You can also move your money from one super fund to another at any time.
You should always get financial advice, contact your Fund and check with Centrelink (as it may affect your payment(s)) before accessing your super or changing funds.
Boosting your superannuation
You can elect to make extra payments into super from your savings, or by deducting more from your pay.
Depending on your earnings and circumstances, you may also be eligible for the low income super contribution (LISC). The low income super contribution (LISC) is a government superannuation payment of up to $500 for the 2012-13 financial year to help low-income earners save for retirement. For more information about the LISC, go to the ATO website or your nominated super fund, which is REST in the case of most SDA members.
Regrettably, the current Federal Government also has announced plans to scrap axe this important assistance for low income earners.
The industry fund in retail
Superannuation provisions are commonly included in all SDA Enterprise Agreements and Awards (refer to your relevant Award or Enterprise Agreement to check your entitlement).
Most Enterprise Agreements negotiated by the SDA nominate the Retail Employees Superannuation Trust – REST – as the appropriate fund applicable for your employment or list it as a default fund.
REST is a not for profit industry fund.
Members in REST enjoy the benefits of being part of the largest superannuation fund in Australia.
REST offers you financial security in your retirement, competitive life insurance benefits for today, and a refreshing "members first" way of working.
SDA members are of course also welcome to contact the Branch for further advice and information.

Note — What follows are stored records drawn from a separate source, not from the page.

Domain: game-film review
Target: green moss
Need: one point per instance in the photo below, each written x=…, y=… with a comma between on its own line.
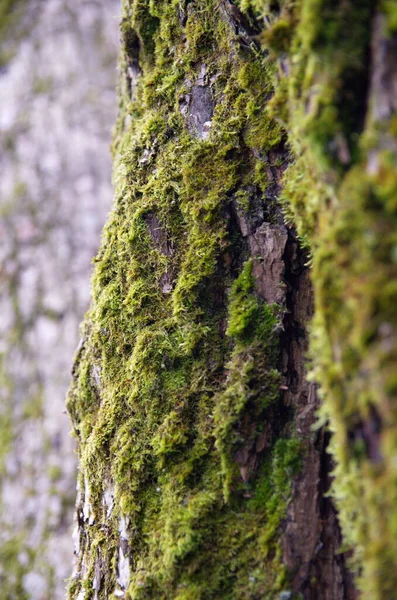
x=341, y=192
x=162, y=399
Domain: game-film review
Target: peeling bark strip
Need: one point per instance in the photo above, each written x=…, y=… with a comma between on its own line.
x=200, y=474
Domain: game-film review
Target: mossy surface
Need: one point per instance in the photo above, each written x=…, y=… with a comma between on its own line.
x=341, y=192
x=179, y=368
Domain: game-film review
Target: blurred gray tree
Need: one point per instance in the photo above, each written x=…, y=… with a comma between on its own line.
x=57, y=108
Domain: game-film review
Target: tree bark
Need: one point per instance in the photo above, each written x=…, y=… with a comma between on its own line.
x=253, y=140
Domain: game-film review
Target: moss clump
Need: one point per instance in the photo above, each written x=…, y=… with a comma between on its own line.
x=174, y=369
x=341, y=193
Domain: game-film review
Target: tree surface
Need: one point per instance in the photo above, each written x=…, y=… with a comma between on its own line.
x=233, y=395
x=55, y=191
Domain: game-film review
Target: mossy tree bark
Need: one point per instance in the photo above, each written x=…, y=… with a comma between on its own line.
x=204, y=471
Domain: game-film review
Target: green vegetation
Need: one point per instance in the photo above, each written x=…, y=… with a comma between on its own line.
x=163, y=399
x=180, y=357
x=341, y=193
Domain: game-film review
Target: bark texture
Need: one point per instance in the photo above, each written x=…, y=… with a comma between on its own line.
x=204, y=472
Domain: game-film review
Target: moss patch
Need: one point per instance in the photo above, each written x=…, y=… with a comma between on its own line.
x=180, y=355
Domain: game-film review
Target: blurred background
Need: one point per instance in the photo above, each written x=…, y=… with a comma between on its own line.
x=57, y=107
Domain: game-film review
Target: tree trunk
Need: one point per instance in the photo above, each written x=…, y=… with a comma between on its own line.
x=253, y=140
x=55, y=190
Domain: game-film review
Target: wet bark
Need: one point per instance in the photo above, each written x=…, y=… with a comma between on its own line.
x=253, y=395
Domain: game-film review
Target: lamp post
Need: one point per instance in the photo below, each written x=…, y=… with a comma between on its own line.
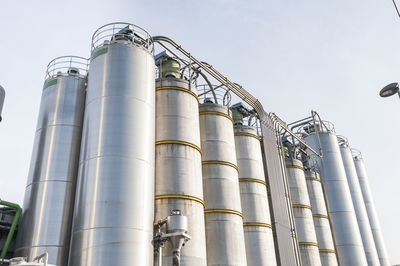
x=390, y=90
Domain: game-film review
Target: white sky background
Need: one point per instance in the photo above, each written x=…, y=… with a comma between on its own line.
x=293, y=55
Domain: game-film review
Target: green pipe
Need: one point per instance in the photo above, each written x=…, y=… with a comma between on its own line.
x=13, y=225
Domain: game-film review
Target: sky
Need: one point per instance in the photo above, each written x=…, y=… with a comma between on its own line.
x=294, y=56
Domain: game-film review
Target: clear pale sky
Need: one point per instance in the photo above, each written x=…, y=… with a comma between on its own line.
x=329, y=56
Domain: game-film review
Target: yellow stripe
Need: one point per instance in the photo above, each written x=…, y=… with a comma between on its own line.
x=179, y=89
x=258, y=224
x=301, y=206
x=327, y=251
x=179, y=142
x=216, y=113
x=223, y=211
x=252, y=180
x=308, y=244
x=313, y=178
x=221, y=162
x=179, y=196
x=294, y=166
x=247, y=134
x=320, y=216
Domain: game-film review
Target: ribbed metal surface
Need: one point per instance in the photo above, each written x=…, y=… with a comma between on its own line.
x=114, y=208
x=224, y=223
x=286, y=247
x=341, y=210
x=305, y=230
x=359, y=206
x=321, y=221
x=258, y=234
x=179, y=183
x=371, y=211
x=50, y=191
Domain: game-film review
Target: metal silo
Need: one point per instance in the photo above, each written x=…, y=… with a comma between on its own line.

I want to find out about my super…
The amount of money your employer pays into super should be shown on your pay slip.
Most super funds also have a website where you can login to view your account.
If you are not sure about which superannuation fund you are in, speak to the people at work who do your pay and they will have the information for you. If you are still unsure, SDA members can contact the Branch at any time for advice and assistance.
Please note that this is general information only. Before making any financial or investment decisions, the SDA recommends you consult a financial planner to take into account your particular investment objectives, financial situation and individual needs.